Am Tag danach gab Fußball-Abteilungsleiter Andreas Wilken Entwarnung. Haji Jamal, Mittelfeldspieler von Blau-Weiß 96, hat im Landesliga-Punktspiel gegen den SC Victoria Hamburg II einen doppelten Nasenbeinbruch und eine Gehirnerschütterung, aber nach einem Atem-Stillstand keine Folgeschäden erlitten.

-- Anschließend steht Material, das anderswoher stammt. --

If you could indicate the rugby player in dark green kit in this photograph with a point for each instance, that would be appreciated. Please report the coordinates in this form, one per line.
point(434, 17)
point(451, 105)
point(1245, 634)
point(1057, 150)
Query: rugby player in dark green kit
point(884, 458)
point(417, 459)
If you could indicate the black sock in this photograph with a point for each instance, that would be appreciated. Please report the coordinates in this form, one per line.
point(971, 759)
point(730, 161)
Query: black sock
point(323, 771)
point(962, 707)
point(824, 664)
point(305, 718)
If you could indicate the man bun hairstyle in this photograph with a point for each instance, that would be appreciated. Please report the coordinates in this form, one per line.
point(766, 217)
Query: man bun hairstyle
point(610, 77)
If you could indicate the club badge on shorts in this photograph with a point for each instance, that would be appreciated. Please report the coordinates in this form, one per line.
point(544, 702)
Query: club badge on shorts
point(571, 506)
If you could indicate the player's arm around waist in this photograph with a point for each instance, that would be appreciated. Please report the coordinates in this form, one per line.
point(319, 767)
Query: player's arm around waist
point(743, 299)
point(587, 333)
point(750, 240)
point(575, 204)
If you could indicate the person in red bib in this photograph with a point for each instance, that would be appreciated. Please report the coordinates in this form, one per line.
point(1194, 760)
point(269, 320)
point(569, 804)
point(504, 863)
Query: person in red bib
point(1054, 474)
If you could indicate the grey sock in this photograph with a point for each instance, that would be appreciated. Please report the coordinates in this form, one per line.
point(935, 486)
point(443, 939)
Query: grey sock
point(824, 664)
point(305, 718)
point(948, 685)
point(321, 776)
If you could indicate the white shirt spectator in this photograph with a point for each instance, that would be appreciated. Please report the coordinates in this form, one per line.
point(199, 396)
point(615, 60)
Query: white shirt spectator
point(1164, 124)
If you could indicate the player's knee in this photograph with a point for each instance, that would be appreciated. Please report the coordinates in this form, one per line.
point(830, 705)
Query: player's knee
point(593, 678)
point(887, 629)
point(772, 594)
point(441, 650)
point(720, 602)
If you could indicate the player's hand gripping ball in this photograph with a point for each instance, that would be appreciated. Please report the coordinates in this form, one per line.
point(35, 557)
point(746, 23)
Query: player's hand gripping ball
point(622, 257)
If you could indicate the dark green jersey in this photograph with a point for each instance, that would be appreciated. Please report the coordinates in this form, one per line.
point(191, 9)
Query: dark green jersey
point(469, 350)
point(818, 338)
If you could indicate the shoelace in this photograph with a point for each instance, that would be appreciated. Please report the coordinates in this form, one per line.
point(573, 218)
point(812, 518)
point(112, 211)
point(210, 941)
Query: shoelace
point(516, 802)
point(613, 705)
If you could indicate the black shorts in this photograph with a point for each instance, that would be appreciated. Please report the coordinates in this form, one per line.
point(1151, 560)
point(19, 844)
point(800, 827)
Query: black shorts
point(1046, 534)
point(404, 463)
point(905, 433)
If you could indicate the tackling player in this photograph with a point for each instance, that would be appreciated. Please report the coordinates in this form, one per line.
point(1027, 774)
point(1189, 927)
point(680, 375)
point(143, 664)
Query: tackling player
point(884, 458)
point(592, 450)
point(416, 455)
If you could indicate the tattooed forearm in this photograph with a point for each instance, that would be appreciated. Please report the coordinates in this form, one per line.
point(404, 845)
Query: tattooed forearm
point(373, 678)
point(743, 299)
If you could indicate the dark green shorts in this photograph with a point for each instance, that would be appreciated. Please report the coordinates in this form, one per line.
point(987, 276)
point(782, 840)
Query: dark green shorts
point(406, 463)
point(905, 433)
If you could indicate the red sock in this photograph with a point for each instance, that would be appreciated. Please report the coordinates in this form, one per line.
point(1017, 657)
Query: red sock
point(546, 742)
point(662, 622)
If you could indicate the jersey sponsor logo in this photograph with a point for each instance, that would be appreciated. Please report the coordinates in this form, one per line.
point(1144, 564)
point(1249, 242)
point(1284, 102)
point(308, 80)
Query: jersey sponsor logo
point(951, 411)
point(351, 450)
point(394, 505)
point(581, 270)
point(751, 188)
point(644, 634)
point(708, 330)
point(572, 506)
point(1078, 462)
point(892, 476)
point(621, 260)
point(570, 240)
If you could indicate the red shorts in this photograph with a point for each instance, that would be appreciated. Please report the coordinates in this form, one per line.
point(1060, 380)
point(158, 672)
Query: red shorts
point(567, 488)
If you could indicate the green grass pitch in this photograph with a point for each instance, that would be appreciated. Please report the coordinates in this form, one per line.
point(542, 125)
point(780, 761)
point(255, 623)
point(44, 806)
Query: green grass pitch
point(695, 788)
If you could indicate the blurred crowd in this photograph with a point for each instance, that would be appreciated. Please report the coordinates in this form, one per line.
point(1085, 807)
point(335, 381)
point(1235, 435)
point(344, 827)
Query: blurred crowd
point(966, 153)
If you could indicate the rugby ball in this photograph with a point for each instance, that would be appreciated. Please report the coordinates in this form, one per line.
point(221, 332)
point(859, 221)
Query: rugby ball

Im ersten Moment war Schlimmeres befürchtet worden, nachdem Jamal in der 68. Minute der Partie einen Schlag an den Kopf, den der Schiedsrichter nicht als Foul wertete, abbekommen hatte und zu Boden gesunken war. Wilken eilte zum Tatort, ohne den Pfiff abzuwarten. „So, wie Haji gefallen ist, war mir sofort klar, dass er nicht mehr bei Bewusstsein war.“ Der Ersthelfer stellte keinen Pulsschlag beim Spieler mehr fest, zog die nach hinten gerutschte Zunge aus dem Rachen und drehte Jamal in die stabile Seitenlage. Es könnten Maßnahmen gewesen sein, die dem Afghanen das Leben retteten. 25 Minuten hieß es dann auf die Rettungssanitäter warten. Auf Wunsch einiger geschockter Schenefelder Spieler beendete Schiedsrichter Omar Amarkhel (MSV Hamburg) die Partie bei einer verdienten 2:0-Führung der Gäste vorzeitig.

„Wie das Spiel nun gewertet wird, ist mir vollkommen egal“, sagte Andreas Wilken. Haji Jamal durfte die Altonaer Asklepios-Klinik nach zwei Nächten verlassen.